Aus dem Informationsblatt des Rates der Stadt und des Stadtausschusses der Nationalen Front Pegau
Februar 1974
Dass für die Jahre 1847 – 1874 eine recht ausführliche Pegauer Chronik vorliegt, verdanken wir dem hiesigen Kirchner und Mädchenschullehrer Kühn. Seine Schilderungen der örtlichen Ereignisse sind für den Heimatfreund recht aufschlussreich.
Erst durch den Anschluss an das Schienennetz war für Pegau eine industrielle Entwicklung möglich, deshalb hat die Stadt jahrzehntelang darum gekämpft.

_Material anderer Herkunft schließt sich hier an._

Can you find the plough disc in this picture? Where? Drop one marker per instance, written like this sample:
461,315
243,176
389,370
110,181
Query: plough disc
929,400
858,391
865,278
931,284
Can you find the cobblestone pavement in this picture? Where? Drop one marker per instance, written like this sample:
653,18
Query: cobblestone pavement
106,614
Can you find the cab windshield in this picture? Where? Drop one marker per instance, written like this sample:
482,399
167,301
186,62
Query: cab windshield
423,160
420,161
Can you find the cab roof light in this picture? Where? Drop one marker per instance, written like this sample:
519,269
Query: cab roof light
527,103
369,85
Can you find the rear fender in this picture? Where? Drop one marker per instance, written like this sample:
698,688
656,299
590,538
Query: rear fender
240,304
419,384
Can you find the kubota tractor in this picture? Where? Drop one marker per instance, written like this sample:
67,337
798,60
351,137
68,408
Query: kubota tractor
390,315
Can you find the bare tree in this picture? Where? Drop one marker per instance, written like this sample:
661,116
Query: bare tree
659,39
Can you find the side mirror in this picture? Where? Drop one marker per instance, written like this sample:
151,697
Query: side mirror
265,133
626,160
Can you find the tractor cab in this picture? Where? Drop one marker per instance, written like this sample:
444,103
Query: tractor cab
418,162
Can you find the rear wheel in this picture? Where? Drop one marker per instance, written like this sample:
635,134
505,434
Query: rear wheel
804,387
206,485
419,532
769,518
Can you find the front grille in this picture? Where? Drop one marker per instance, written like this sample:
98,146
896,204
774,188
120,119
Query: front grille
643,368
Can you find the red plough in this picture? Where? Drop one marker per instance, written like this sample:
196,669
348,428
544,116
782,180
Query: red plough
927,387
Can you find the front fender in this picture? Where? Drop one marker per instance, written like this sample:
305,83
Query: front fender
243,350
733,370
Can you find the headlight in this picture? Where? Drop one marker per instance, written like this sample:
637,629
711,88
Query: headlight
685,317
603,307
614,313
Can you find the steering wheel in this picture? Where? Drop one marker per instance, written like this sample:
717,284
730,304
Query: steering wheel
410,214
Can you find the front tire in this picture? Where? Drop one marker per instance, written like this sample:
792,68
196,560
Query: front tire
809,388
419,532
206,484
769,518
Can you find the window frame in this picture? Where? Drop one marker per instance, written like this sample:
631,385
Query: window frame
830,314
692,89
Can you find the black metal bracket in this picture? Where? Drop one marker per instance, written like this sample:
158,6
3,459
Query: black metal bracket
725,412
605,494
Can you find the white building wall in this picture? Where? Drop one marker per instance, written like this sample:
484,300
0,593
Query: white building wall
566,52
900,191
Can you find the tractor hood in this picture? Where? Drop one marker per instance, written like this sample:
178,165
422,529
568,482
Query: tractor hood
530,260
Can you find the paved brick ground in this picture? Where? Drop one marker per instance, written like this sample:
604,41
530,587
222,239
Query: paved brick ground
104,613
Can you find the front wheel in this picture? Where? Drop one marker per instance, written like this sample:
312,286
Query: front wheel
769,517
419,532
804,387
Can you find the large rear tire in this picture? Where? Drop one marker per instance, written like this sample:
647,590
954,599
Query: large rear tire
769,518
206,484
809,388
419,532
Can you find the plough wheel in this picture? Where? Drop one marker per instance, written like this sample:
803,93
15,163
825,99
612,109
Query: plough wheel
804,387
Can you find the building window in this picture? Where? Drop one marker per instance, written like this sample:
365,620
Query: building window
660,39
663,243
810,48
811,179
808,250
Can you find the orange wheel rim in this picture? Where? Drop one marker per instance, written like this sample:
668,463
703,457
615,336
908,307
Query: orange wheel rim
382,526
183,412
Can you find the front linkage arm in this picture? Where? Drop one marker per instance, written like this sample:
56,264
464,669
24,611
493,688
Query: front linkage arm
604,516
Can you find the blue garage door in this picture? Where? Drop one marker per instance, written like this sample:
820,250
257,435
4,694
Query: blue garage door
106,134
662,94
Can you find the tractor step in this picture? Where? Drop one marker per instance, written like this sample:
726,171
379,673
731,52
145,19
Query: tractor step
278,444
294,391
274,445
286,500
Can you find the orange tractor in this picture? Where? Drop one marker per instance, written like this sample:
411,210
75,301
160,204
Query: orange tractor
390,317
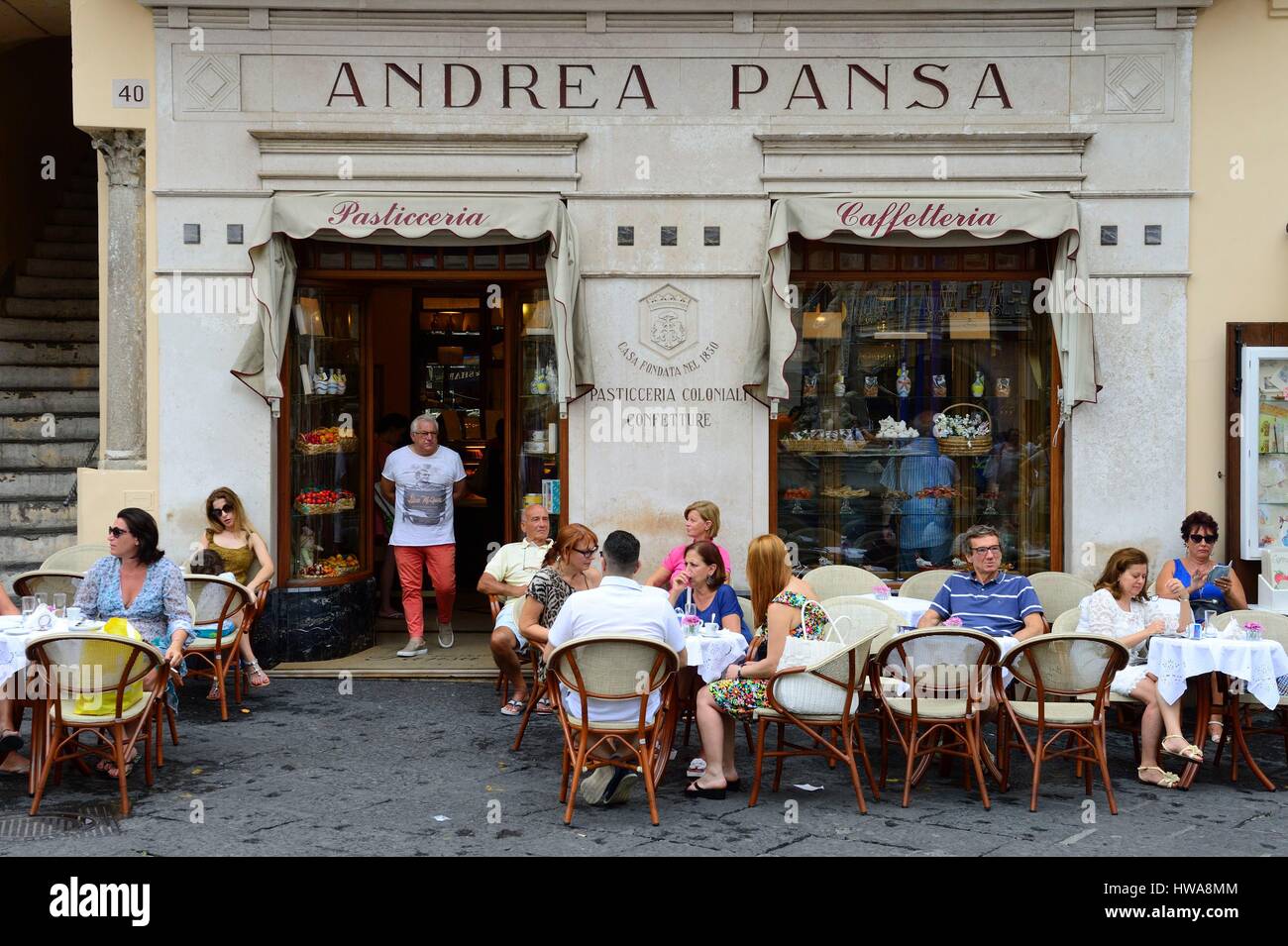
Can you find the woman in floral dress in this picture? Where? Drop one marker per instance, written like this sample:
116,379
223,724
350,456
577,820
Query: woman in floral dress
784,606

Das größte Ereignis des Jahres 1873 war für Pegau die Fertigstellung der Eisenbahnlinie Leipzig – Zeitz, für unseren Chronisten Stoff für vier Seiten seines Jahresberichtes.

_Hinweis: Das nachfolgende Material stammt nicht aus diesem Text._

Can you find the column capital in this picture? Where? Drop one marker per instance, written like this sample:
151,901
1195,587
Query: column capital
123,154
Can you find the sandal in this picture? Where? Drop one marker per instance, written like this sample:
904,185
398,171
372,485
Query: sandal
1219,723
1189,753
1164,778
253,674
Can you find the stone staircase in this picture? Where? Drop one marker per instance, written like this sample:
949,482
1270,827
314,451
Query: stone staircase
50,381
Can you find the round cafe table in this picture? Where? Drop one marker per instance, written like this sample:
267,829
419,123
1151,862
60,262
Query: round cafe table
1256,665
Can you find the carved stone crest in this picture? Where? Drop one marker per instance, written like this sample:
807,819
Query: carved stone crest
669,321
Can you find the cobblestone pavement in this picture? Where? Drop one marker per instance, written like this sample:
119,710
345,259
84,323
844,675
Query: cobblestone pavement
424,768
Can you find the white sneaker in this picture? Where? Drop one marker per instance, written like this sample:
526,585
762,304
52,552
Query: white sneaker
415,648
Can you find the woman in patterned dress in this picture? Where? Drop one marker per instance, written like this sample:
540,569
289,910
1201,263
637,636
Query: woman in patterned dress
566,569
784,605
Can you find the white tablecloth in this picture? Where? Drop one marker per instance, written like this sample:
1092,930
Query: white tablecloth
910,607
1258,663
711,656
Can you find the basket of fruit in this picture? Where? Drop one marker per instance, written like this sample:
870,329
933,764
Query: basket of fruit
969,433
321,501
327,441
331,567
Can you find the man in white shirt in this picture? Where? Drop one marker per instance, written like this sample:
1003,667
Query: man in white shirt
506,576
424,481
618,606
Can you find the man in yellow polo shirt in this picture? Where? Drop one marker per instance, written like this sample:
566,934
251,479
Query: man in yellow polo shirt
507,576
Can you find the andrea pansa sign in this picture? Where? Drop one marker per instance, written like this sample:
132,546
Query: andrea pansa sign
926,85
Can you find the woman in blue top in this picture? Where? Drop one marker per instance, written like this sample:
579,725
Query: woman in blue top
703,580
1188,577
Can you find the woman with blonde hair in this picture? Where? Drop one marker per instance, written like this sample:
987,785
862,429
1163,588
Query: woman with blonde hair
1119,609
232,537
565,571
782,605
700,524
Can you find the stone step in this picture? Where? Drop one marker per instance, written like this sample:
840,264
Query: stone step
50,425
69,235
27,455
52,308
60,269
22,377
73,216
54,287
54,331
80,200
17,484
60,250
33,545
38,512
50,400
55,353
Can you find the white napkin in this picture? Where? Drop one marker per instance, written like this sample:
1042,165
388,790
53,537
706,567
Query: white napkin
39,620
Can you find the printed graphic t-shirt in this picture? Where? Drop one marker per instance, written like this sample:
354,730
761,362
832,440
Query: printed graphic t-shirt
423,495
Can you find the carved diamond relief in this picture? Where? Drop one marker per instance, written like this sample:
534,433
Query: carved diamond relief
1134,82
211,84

Am 30. Juli fuhr blumenbekränzt und unter Böllerschüssen und donnernden Hurra's die erste Lokomotive von Leipzig kommend, in Pegau ein. Sie musste aber vorläufig noch Kies, Schwellen und Schienen für den weiteren Oberbau der „preußischen Strecke“ heranbringen. Trotz mancher Zweifel wurde der Bahnbau fast termingerecht geschafft, und die Eröffnung der Bahnlinie erfolgte am 20. Oktober 1874. Täglich verkehrten acht Personenzüge und zwei Güterzüge. Der Chronist Kühn hat auch die Fahrpläne überliefert. Erstaunlich ist, dass die meisten Züge nur eine knappe Stunde für die Strecke Pegau – Leipzig brauchten, allerdings hielt der Zug unterwegs nur viermal, die meisten Vororte hatten noch keinen Anschluss. Die Fahrt Pegau – Leipzig kostete 4. Klasse 7,5 Neugroschen = 75 Pfennige, 1. Klasse jedoch 23 Neugroschen = 2,30 M. Dieser Preis entsprach dem früheren Postfahrpreis, für den man obendrein das Vergnügen hatte, 3 – 4 Stunden im überfüllten Omnibus durchgerüttelt zu werden. Manches enttäuschte aber auch die Pegauer. Das Bahnhofsgebäude war ihnen nicht repräsentativ genug, denn es glich aufs Haar denen der kleineren Orte an der Strecke. Die Kaufleute klagten, dass die Waren aus Leipzig erste nach 8 – 14 Tagen ankamen, und die Zeitung gab es statt abends erst am nächsten Morgen. So wurde der Botenfuhrmann mit seinen 2 PS nicht brotlos, denn er musste weiter die eiligen Transporte durchführen. Mit der Post klappte es gleich gar nicht. Die Pakete mussten mit einem Handkarren zum Bahnhof gebracht werden und weil dabei einmal ein Briefbeutel mit 2300 Talern verlorenging, wurde daraufhin ein Postomnibus für den Transport benutzt. Nichts wie Ärger mit der Eisenbahn! So werden die Stadtväter gedacht haben, denn sie mussten nun auch noch zwei neue Straßenlaternen „auf eisernen Säulen“ auf der Chaussee zum Bahnhof, die noch nicht bebaut war, aufstellen lassen, Preis 70 Taler.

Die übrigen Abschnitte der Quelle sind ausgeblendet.